Digital Discovery and Why You Need It
The Agency I want to work with just pitched us Discovery? Why?
[Part 1 in our series: The Importance of Discovery]
You found them. They are the agency you want to work with. They get design, maybe have the development resources you need and know the technology you think you need. You fleshed out an RFP (request for proposal) as detailed as could be (or not at all). Next, you had one call with them, in which they said they want to “Do Discovery” first before giving you a formal proposal to design or build ANYTHING. AND, they want you to pay for this.
So, “Let me get this straight”, you think, “Why would I pay you to do a proposal for us and not actually deliver what we are asking for?”
Firstly, let me tell you that you may have picked the perfect agency. More-so than not, unless the agency has a very cookie cutter package for building a website and your business (and audience) or needs just a handful of pages and is very easy to market (super simple), they are probably right to do a Discovery. Let me explain.
The Challenges of Discovery
Here’s the challenge they are facing. You explained your business as best you could, but what you are asking for and what you need might not line up precisely. Sometimes in an introductory call, a prospect will say something like “We haven’t really figured out our audience yet” or “We are introducing a new product”. They tried thinking through the challenges that they might face to the point where they have a half-baked solution in a detailed RFP.
A lot of the challenges are defined, and they took the best guess at what they need. Therein lies the disconnect. You haven’t seen as many challenges as the agency you are hiring to help you, so your list of challenges can’t possibly be complete. You may not have even asked all the “right” questions. As such, the “right” agency should be part of finding the solution by first uncovering the challenges with you, and presenting new ones you probably didn’t think about.
The example we often use is a travel agent. If you want to book a trip to Florida, hang out in a condo near the beach for a couple days and come home, you certainly don’t need a travel agent, and you really don’t need all that much planning. However, if you are planning a trip to Greece to do some island hopping, taking 10 people with various diet restrictions, different islands on their bucket lists and the minimum number of starts each hotel must have in order to sleep adequately, you may want to do some planning first.
Planning Is Essential
A bigger web project is more like this trip to Greece. It has a lot of moving parts that need to be discussed, priorities to align and people to hear from. From politics to requirements gathering, to cost implications, the planning is essential to make sure that the “right” people get their way. That way, the people that believed they knew exactly where to go and what to do, can get on board with the “best” laid plan.

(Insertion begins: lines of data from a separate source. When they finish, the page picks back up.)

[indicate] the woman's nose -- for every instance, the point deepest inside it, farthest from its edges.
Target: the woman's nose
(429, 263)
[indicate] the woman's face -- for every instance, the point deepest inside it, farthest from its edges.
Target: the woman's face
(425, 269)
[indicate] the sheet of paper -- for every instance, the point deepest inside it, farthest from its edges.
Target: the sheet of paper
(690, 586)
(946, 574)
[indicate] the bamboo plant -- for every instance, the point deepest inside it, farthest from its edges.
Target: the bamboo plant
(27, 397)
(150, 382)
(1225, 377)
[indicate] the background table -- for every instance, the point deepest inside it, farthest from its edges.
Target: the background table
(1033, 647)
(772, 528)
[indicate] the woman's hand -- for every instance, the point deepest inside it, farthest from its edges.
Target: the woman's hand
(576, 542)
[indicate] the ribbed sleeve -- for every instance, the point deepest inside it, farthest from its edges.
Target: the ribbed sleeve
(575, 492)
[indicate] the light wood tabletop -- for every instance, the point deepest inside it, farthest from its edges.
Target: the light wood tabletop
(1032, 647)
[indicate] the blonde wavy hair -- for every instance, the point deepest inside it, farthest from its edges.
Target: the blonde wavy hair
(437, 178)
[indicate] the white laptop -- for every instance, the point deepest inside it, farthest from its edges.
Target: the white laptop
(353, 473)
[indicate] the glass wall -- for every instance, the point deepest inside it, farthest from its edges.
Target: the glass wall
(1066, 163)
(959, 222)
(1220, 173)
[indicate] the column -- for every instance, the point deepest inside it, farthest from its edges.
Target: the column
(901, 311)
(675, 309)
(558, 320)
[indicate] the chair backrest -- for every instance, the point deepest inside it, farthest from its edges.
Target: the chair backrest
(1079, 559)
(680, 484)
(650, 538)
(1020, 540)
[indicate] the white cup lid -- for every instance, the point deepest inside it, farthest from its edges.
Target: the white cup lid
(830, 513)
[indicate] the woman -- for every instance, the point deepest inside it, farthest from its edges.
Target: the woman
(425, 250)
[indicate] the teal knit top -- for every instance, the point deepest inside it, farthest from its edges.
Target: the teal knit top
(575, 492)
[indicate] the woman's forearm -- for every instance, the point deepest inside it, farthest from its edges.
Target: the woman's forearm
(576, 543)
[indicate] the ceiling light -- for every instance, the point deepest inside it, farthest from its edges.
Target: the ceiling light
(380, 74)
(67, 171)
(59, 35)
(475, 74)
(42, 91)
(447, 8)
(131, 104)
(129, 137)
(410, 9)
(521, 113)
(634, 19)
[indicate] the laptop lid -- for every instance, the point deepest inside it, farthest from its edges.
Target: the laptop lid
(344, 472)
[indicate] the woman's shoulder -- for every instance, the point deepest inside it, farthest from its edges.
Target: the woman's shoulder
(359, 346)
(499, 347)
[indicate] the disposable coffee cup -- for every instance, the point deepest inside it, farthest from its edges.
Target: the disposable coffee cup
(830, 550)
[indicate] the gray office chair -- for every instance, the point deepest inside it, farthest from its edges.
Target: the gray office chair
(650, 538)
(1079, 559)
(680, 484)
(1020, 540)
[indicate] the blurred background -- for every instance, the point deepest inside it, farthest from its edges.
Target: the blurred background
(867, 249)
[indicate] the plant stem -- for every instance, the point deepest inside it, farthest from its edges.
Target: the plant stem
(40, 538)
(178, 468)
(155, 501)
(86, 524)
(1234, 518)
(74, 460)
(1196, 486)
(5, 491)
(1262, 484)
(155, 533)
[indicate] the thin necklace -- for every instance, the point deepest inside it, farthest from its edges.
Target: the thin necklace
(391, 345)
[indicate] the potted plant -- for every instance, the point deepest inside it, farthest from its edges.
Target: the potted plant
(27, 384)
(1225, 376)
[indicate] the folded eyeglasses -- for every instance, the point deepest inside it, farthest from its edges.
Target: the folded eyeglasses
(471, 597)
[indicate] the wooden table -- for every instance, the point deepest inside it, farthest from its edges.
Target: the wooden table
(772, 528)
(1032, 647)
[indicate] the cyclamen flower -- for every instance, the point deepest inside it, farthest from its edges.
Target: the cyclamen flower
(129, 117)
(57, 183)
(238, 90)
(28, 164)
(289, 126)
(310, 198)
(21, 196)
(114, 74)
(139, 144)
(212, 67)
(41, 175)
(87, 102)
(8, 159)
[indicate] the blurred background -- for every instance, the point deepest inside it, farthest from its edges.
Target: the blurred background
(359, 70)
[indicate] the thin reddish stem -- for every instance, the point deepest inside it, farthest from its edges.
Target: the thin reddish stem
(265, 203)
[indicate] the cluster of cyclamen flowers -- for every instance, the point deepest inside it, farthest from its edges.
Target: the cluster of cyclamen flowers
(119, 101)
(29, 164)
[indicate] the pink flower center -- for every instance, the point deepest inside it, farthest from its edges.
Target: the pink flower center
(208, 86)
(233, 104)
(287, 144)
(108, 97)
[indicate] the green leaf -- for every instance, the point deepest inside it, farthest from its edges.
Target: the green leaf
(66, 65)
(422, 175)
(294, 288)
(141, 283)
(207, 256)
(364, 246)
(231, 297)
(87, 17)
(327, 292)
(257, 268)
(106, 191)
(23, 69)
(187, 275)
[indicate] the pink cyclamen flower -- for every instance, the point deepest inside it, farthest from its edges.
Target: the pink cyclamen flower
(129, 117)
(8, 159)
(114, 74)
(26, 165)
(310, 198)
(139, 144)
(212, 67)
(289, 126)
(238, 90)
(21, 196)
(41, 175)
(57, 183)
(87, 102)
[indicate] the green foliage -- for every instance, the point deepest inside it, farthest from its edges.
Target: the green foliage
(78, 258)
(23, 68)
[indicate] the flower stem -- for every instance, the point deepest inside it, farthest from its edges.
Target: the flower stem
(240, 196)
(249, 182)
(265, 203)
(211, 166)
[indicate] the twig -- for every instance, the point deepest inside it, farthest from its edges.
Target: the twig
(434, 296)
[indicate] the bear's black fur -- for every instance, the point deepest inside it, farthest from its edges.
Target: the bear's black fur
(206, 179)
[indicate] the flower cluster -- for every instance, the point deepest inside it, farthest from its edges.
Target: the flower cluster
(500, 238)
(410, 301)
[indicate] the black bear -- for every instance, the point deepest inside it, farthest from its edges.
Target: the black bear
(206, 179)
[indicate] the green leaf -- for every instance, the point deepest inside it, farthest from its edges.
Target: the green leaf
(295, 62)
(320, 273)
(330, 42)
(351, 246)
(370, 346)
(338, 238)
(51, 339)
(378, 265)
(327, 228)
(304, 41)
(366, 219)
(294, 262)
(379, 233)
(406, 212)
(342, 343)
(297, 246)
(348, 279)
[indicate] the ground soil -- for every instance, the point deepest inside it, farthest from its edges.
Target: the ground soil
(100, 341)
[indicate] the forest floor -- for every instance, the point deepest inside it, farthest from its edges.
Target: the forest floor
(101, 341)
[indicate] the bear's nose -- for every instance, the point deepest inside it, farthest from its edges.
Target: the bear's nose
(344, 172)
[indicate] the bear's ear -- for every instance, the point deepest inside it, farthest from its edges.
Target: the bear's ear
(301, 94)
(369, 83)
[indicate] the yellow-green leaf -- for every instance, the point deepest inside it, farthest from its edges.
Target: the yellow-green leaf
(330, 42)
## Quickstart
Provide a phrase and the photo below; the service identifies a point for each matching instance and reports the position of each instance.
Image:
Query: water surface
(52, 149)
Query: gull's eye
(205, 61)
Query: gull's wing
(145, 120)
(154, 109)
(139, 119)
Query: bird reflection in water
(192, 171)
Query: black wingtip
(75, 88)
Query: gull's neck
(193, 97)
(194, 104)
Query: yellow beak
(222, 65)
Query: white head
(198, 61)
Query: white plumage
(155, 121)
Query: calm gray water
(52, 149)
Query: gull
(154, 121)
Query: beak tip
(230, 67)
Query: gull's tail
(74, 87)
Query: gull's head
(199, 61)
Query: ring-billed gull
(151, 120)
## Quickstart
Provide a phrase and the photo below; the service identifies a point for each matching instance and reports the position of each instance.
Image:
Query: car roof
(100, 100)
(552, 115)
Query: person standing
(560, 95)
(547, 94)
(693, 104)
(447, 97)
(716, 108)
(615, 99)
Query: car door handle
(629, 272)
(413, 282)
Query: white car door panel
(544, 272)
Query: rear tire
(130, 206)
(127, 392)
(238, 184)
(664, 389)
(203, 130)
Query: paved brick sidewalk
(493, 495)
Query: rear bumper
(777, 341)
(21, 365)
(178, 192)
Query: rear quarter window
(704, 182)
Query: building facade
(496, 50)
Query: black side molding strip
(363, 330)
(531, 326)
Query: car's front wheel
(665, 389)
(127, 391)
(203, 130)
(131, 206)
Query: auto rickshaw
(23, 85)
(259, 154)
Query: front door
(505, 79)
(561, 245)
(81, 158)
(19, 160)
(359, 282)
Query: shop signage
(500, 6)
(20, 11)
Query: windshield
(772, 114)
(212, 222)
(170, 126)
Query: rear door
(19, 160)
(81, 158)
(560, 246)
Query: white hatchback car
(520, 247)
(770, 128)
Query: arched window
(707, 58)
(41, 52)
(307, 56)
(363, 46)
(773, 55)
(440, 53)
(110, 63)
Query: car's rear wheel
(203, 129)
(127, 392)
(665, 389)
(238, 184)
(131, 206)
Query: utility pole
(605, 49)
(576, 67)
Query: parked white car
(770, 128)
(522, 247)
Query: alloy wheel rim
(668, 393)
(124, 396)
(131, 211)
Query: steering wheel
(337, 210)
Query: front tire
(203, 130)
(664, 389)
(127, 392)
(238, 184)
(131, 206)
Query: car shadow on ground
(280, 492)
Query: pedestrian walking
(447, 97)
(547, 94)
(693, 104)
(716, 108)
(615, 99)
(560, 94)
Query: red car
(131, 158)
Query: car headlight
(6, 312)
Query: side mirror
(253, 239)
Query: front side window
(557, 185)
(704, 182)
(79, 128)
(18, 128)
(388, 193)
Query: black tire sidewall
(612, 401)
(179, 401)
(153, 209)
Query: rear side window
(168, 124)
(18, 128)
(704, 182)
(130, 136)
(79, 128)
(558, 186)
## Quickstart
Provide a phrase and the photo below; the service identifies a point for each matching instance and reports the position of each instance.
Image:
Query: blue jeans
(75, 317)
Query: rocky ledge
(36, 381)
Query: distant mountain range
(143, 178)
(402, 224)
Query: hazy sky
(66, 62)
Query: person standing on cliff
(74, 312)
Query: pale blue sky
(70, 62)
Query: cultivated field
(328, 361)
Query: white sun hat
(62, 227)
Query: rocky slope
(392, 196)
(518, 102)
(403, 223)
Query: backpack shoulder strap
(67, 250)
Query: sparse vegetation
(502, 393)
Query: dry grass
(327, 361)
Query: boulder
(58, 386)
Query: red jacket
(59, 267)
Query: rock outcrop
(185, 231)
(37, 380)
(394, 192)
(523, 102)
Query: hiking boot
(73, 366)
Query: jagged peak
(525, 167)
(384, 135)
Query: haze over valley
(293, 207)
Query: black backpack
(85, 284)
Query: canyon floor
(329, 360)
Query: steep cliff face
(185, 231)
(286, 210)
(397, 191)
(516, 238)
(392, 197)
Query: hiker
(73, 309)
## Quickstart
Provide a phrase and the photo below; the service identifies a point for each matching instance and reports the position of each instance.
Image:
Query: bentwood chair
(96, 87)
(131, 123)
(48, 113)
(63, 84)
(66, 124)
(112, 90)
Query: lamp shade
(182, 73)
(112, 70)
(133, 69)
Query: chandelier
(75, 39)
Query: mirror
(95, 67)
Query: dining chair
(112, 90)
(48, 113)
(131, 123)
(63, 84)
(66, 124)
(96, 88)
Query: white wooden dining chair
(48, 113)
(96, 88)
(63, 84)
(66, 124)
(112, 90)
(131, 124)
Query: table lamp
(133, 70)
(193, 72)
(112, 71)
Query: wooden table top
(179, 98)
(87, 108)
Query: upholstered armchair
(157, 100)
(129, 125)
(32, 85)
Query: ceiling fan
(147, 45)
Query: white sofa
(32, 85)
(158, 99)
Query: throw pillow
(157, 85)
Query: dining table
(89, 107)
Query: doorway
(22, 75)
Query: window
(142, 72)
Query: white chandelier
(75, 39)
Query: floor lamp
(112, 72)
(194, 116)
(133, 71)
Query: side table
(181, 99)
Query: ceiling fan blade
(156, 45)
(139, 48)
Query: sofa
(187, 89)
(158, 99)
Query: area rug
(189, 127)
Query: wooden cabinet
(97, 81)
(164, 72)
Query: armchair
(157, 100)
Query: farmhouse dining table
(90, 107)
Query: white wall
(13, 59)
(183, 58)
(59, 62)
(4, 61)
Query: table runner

The main goal of getting to a design and/or development SOW (scope of work) is to clearly define what you will get, when it can get done and what it will cost. In order to get that, you need to first identify what’s most important to get done and you might not be the right person to do it.
Sometimes it’s worth the time (and money) to pay the right team to do this right and make sure you don’t end up in East Jibip with a hatchet and a sack of potatoes when you wanted to tour Italy for the Best Wine (which is a metaphor for a site that doesn’t speak to your audience, doesn’t meet your brand or doesn’t solve the main business goals you sought to achieve).